Sunlight struck him full in the face as he emerged from the grated door of their prison and into the bustling streets of a port city on the Mediterranean Sea. As soon as his feet hit the cobblestone, he dodged to the left, tucking Kate behind him as a cart laden with crates of olives passed just in front of the toes of his boots.
Kate pressed against his back, her heart beating a tattoo into the muscles there. He felt a corresponding ripple in other parts of his body and swallowed to focus on the task at hand. They needed to get away from the prison and the authorities that had brought them there. They needed to find a place to hide until they could regain their composure and perhaps find some suitable clothes for Kate, even if she did make a fetching bar wench.
“Get in the cart.”
Thatcher looked quickly to his right at the cart that had just passed them as if the voice had come from the olives themselves. But knowing that could not be right, he looked up to the bench. A small, squat man, thick through the middle and thin at the limbs hovered like a forgotten presence on the worn bench of the rickety cart. Surely, it was him who had spoken the words, for in the bustle around them, no other person was close enough to utter such words with such clarity for Thatcher to hear.
And the man had spoken in English.
Thatcher turned long enough to scoop Kate into his arms, and together, he launched them into the back of the cart, landing precariously between the rows of olive crates. The cart lurched forward before his body settled onto the boards of the cart, and Kate’s unbelievable warmth came to rest against the full length of his body. He let out a rush of air that had nothing to do with escape and possible pursuit. It was a rush of pure male lust that exited his lungs and with it, his last hope of keeping his hands off of the woman who now lay sprawled across his body.
She struggled against him, likely trying to gain purchase and find a space for herself where there was none in the cart. Thatcher stilled her with his hands a little too far down on her hips, the tattered skirts of her costume having ridden up to her knees, trapping her legs between his. Her head came up, and he stared into hazel eyes, murky with a mystery he could not wait to solve.

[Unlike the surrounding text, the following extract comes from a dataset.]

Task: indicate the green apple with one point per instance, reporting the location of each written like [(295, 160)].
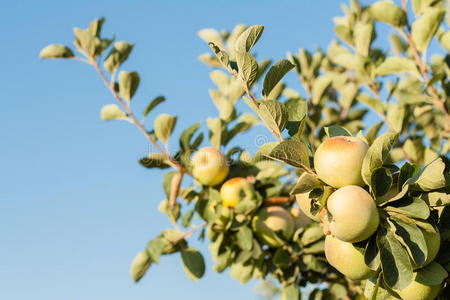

“Better relax, my friend. I think we’re going for a ride,” he said, letting his hands slip just a little more down her hips.
And that was when he saw it. The flash of responding desire in those hazel depths that brought a corresponding flicker from his own awareness.
She wanted him.
She may not know that she wanted him, but there, pressed against each other between crates of olives in a cart that was likely to collapse before safely rescuing them away from their captors, driven by a man they did not know and who could possibly have nefarious connections, Matthew Thatcher knew that a lusty bar wench wanted him. And not just any lusty bar wench.
Katharine Cavanaugh, the Countess of Stirling.
And for the first time in days, he smiled.